In today’s tight rental housing market, odds are that there will be intense competition for the property you want to rent. Realtors and landlords seldom take a first-come, first-served approach anymore. Instead, they carefully screen applicants personally. The savvy renter can get a literal foot in the door with the right rental application. Here is a simple four-point checklist you can follow to give yourself the best chance of landing the rental home of your dreams.
1. Personal ID and Documents
Every formal rental procedure will involve a series of checks based on your identity. Some of the most common ones are:
- Background check – basic criminal history search, usually only for serious offenses.
- Credit score – this is a good indicator if someone can be trusted to make rent payments on time.
- Rental blacklist – a database where former landlords can name problematic tenants
The right ID will ensure that you are not confused with others who have similar names.
2. Employment History
Like your credit score, employment history gives your potential landlord a good gauge of whether you are likely to meet your rent obligations. Include a list of your recent jobs going back several years as well as the positions you held.

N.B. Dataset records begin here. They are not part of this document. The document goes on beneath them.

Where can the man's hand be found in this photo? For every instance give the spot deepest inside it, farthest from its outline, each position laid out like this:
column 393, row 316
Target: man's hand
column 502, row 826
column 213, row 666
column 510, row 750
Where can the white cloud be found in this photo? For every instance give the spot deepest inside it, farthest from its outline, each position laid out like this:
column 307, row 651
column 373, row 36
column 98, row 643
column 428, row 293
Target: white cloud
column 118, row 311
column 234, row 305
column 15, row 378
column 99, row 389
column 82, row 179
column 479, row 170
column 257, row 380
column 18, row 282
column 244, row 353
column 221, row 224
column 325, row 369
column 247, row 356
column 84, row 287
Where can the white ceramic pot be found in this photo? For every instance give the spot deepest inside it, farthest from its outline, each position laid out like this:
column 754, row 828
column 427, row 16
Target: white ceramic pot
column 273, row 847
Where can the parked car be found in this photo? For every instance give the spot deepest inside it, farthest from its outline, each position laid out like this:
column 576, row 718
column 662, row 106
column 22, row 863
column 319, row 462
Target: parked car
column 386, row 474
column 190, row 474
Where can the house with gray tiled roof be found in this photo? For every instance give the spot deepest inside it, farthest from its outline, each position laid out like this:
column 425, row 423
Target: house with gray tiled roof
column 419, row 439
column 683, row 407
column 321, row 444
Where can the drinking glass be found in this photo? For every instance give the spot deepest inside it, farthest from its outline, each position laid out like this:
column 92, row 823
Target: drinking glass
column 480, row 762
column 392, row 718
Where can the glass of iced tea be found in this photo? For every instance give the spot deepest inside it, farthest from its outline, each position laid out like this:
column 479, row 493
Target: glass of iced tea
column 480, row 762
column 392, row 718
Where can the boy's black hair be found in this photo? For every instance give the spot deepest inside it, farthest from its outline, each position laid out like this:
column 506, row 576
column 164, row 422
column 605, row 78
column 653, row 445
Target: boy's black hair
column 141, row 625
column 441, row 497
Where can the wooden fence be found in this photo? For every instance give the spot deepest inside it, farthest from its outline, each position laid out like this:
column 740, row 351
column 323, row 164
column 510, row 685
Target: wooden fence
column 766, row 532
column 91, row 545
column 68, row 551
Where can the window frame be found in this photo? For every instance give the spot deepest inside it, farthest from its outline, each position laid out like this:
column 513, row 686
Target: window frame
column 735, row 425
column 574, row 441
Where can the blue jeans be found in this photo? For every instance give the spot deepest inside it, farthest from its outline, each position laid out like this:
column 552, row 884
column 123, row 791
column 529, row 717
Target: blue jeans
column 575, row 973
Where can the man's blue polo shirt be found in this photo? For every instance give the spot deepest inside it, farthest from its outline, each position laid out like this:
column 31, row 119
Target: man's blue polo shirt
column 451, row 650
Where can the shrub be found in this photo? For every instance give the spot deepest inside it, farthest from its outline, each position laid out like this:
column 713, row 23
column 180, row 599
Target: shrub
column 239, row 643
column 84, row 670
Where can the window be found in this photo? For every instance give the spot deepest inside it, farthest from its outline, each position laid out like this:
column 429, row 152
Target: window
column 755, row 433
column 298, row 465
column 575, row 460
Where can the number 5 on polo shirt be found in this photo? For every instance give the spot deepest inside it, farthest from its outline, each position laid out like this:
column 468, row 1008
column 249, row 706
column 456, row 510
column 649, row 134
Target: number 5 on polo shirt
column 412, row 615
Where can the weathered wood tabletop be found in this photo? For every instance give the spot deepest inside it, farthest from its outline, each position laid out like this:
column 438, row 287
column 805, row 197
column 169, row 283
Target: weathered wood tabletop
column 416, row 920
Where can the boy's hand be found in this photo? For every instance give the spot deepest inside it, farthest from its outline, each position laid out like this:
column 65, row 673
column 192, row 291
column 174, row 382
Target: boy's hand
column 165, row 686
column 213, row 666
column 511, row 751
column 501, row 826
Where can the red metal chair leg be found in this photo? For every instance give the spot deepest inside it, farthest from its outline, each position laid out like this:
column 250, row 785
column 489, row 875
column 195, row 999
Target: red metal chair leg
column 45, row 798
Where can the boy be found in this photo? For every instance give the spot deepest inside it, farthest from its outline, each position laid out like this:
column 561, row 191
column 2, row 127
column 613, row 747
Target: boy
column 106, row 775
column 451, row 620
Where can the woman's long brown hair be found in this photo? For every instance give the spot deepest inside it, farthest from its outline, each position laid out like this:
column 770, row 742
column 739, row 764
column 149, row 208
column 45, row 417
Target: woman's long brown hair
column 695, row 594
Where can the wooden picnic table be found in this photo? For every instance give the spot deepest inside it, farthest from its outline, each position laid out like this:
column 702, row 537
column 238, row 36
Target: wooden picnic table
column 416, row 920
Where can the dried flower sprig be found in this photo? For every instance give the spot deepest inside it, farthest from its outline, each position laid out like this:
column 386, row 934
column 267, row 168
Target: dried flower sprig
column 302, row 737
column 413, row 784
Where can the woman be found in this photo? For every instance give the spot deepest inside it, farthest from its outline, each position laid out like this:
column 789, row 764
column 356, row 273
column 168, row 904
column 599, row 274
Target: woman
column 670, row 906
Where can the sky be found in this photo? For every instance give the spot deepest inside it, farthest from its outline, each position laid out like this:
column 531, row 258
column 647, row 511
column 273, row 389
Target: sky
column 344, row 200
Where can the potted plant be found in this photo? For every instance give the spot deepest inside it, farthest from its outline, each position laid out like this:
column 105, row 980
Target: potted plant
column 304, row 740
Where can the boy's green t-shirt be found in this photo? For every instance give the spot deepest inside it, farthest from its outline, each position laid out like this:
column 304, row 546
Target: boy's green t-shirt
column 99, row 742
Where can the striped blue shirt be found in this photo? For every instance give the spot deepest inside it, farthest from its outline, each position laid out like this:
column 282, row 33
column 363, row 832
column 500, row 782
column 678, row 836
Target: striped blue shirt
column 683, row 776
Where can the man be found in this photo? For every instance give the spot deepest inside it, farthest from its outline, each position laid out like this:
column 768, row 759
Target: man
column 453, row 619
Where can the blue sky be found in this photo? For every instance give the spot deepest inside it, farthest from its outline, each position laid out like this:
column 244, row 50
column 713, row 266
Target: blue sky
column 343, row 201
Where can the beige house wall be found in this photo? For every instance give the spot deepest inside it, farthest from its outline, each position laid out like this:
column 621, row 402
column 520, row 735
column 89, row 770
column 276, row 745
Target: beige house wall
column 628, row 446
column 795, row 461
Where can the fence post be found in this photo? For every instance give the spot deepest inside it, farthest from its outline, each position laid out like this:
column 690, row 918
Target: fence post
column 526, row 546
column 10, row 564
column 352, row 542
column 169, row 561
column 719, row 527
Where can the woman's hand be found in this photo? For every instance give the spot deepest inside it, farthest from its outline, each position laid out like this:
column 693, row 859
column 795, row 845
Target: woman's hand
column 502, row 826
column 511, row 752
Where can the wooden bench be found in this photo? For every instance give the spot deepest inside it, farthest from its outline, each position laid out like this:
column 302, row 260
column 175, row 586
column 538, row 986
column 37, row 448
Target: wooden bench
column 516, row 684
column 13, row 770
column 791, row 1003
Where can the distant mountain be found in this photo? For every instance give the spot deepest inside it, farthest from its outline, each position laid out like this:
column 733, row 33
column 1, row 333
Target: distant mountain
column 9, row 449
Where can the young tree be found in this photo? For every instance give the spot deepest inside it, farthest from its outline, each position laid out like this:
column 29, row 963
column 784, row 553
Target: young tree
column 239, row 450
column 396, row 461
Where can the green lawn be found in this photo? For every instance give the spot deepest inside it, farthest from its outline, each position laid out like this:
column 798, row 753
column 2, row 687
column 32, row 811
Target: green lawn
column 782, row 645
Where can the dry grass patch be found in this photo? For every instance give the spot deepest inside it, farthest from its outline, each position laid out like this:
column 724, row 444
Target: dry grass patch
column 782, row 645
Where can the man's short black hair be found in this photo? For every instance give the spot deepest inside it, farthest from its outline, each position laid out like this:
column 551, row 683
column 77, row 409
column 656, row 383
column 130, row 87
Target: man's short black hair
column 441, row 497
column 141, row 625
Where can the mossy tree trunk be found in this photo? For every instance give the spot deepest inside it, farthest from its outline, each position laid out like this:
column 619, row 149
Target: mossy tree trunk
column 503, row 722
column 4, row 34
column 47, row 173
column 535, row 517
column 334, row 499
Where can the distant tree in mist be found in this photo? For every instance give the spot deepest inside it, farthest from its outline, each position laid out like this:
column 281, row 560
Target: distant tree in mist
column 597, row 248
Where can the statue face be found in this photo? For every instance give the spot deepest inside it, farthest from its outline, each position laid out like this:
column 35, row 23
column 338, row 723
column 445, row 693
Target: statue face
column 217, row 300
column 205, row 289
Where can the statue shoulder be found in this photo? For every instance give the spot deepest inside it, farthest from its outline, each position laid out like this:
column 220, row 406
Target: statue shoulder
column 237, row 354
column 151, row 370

There is no need to divulge your exact salary but you should mention an income bracket. If there are periods of unemployment, give the reasons why, for example, maternity leave or further studies. Add a list of references at your current and former workplaces, and inform those people that they may be contacted.
3. Tenancy History
Most landlords would want to know why you are moving homes. In most cases where it is because of a new job, the need for more space, etc., this is pretty straightforward. On the other hand, people also move when there are problems with their landlords. If that is the case, be upfront.
Most homeowners understand that conflicts can arise. They may enquire about the issues to get a better assessment of you but problems with a former landlord are rarely a red flag. If you were prompt with rent, did not cause any deliberate damage, and were reasonable with repairs and inspections, most landlords will overlook minor conflicts.
4. Cover Letter
A cover letter is not an essential part of the application and, because of that, including one could help yours stand out. You could also mention briefly why the property appeals to you and why you would be a good fit. It is an opportunity for you to make a personal introduction, touch on why you are moving, and make a favorable impression before having a face-to-face.